(For Emily, my Muse)
A crazy surf was raging up the beach from out at sea,
Hurling bits of weed and wood and lumps of wild debris.
Parts of smashed up fishing boats, sections of old signs,
All the things you’d rather see intact at calmer times.
A counterpoint came into view, two lovers crossed the sand,
Leaning into strengthening wind, they struggled hand in hand.
She a tall young woman, he an older male,
Not the kind of couple you’d expect in such a gale.
The forces that perform the task of grouping things together,
Can chop and change and mess about as madly as the weather.

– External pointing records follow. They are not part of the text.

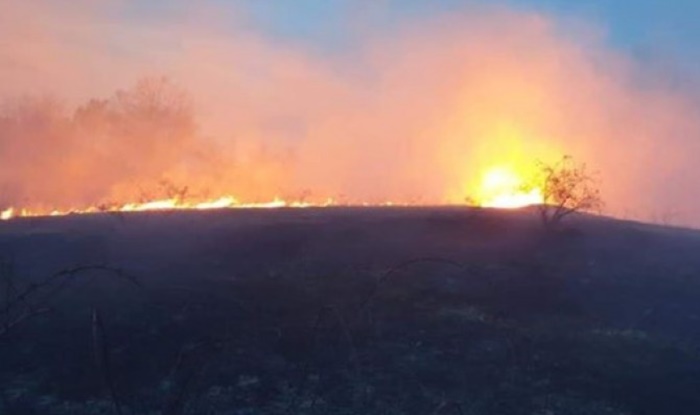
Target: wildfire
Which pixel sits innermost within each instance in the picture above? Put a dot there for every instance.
(225, 202)
(502, 187)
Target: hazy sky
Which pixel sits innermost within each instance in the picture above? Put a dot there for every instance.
(369, 99)
(640, 26)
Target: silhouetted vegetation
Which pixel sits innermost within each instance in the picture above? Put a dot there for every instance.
(567, 187)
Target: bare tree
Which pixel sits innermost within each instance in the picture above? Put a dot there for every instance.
(567, 187)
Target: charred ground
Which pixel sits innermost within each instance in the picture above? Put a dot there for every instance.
(348, 311)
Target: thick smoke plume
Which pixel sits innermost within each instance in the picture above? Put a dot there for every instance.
(100, 106)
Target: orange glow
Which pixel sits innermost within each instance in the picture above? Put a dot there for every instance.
(503, 187)
(225, 202)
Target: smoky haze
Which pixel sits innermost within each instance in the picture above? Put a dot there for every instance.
(101, 107)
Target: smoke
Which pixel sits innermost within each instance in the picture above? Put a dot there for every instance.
(411, 112)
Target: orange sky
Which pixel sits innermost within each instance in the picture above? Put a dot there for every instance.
(417, 113)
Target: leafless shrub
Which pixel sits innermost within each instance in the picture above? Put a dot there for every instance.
(567, 187)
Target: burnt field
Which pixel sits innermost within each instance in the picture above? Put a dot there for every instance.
(347, 311)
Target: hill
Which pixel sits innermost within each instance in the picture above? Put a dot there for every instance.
(348, 311)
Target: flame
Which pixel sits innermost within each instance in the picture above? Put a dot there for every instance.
(174, 204)
(503, 187)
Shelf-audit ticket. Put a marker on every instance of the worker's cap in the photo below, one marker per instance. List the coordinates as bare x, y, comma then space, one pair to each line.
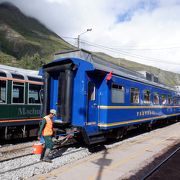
53, 111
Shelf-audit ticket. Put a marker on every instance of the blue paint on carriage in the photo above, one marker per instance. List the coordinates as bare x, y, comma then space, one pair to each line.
107, 115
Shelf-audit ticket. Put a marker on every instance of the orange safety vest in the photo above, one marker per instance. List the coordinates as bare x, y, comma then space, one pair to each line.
48, 129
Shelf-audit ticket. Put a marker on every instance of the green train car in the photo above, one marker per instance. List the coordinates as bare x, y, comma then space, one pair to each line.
20, 102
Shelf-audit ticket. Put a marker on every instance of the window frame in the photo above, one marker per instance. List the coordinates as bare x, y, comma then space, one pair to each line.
5, 92
162, 99
94, 92
149, 100
138, 95
169, 97
13, 82
123, 90
38, 94
154, 98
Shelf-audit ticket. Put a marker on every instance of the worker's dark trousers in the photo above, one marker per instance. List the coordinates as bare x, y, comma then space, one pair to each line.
48, 145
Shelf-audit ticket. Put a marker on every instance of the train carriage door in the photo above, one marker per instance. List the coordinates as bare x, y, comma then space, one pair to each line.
92, 110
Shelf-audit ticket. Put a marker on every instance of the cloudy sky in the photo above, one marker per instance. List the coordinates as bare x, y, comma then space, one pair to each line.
145, 31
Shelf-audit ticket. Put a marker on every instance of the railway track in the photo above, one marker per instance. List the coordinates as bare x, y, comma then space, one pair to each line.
158, 167
57, 153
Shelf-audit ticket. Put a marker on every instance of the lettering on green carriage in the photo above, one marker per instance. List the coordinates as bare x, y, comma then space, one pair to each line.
24, 111
145, 113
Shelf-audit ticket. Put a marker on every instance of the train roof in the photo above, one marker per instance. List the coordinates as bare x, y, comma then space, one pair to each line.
103, 65
9, 71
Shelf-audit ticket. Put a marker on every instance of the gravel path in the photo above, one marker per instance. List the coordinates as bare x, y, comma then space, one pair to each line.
25, 167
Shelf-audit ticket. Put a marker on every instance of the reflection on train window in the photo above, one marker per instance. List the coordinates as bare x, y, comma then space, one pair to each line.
147, 97
170, 101
156, 98
135, 95
18, 92
117, 95
2, 91
34, 94
175, 101
91, 91
163, 99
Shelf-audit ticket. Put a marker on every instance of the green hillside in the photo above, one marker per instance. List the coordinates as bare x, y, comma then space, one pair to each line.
165, 77
26, 43
25, 40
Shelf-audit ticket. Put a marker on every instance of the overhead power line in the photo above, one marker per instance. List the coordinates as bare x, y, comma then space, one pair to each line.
124, 52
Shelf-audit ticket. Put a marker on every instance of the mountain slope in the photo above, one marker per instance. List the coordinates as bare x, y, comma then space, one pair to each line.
22, 36
26, 43
165, 77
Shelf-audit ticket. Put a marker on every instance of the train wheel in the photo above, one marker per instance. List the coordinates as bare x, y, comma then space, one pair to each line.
121, 133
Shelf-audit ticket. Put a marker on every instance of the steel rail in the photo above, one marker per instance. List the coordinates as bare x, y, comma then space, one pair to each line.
160, 164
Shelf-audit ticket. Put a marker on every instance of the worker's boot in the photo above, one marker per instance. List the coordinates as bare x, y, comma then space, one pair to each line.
42, 154
46, 156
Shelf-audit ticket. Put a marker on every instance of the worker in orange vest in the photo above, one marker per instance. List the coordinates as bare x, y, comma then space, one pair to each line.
46, 130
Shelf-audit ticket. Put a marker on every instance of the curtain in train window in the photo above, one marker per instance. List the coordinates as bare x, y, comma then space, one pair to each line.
2, 91
135, 95
156, 98
18, 92
170, 100
163, 99
147, 97
91, 91
34, 94
117, 93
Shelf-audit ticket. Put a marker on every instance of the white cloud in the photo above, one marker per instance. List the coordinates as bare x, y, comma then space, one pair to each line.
152, 25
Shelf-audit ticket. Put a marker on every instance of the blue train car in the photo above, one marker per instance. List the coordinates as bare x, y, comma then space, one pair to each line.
97, 99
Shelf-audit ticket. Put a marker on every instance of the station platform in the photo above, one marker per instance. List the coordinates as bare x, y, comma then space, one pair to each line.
122, 161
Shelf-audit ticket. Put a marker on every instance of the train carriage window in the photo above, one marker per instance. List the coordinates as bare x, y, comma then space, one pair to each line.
3, 87
146, 97
156, 98
170, 101
91, 91
34, 94
175, 101
163, 99
18, 92
117, 93
135, 95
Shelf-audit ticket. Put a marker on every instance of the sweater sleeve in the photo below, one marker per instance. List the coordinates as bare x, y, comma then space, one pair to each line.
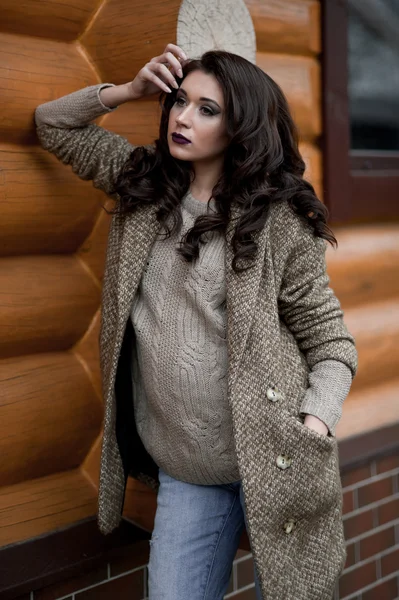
64, 128
329, 385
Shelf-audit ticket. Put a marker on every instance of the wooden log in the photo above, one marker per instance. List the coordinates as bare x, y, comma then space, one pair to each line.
312, 156
45, 206
53, 19
125, 35
35, 507
375, 328
300, 79
93, 250
50, 416
370, 408
288, 26
364, 268
47, 303
88, 352
33, 71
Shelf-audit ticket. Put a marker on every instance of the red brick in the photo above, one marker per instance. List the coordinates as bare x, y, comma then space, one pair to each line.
375, 491
350, 555
131, 586
377, 543
57, 590
390, 563
388, 511
357, 579
358, 524
385, 591
348, 504
355, 476
387, 463
245, 572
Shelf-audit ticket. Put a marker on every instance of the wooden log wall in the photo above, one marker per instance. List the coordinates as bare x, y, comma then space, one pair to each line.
53, 233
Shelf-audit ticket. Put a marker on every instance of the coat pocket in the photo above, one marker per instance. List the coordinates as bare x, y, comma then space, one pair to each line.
307, 469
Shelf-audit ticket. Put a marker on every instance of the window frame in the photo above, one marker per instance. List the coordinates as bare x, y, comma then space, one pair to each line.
359, 186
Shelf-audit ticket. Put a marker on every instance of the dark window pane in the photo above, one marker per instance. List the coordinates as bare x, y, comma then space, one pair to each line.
373, 86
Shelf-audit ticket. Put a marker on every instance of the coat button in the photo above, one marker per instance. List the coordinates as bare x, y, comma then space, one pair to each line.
273, 394
289, 525
283, 461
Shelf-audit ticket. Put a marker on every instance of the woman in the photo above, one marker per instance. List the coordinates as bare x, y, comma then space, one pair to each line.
224, 355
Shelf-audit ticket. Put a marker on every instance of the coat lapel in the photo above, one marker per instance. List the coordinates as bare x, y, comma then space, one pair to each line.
241, 288
139, 234
241, 294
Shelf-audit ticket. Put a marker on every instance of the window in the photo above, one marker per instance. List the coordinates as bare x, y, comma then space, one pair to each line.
361, 109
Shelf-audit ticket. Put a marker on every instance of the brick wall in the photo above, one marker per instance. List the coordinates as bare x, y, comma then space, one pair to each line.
371, 520
127, 579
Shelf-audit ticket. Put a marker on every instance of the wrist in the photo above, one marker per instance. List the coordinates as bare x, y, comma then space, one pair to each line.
115, 95
315, 423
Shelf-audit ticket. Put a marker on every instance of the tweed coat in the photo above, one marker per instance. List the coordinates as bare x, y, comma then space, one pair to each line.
282, 318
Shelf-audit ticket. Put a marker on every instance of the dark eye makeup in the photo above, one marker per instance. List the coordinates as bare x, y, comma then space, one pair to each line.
209, 111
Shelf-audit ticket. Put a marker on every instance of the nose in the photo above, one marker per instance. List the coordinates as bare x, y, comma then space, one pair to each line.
183, 118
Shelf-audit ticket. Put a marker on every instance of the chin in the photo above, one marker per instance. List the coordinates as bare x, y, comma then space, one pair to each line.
180, 153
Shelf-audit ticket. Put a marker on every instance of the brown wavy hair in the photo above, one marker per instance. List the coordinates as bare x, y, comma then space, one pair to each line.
262, 163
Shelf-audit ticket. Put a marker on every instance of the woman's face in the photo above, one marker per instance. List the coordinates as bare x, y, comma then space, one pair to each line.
199, 115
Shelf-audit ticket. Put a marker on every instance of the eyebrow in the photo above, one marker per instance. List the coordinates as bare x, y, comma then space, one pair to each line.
202, 98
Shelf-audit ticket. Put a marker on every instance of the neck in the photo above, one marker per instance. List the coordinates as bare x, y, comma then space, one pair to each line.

Piles of broken bits of things, amassed upon the shore,
Perhaps the couple that you saw were merely two bits more?
As they moved on further, their shapes now quite unclear,
The ocean spray, on such a day, obscured and interfered,
Creating strange illusions, and mysteries of light,
Causing you to doubt the things, you thought you had in sight.
Curious, but mindful of not wanting to seem rude,
You followed down the pair of tracks, that in the sand they drew.
But as you neared the beaches end, where sand gave way to rock,
The pair of tracks had merged to one, before it made a stop.
You cast your gaze about you, as you strained to understand,
Where had the couple gone to, while all about was sand?
For nobody had told you, you never could have known,
The couple on that stormy beach were ghosts on their way home.
Cursed by spell for daring to diverge from norms so proud,
The people called the magus and right there before the crowd.
The sorcerer performed a rite and when he left for home,
A dreadful fate befell the pair and they were turned to stone.
Trapped together in the rock and firmly held in place,
They’re free to walk across the beach and see each other’s face.
Just once in every decade when the wind disrupts the sand,
He looks at her with kindly eye and offers her his hand.
A million, million fallen tears will never ease their pain,
Those sad forbidden lovers, as they cross the beach again,
To join as one within the rock and wait for ten years more,
When on a stormy winter’s day they’ll walk along the shore.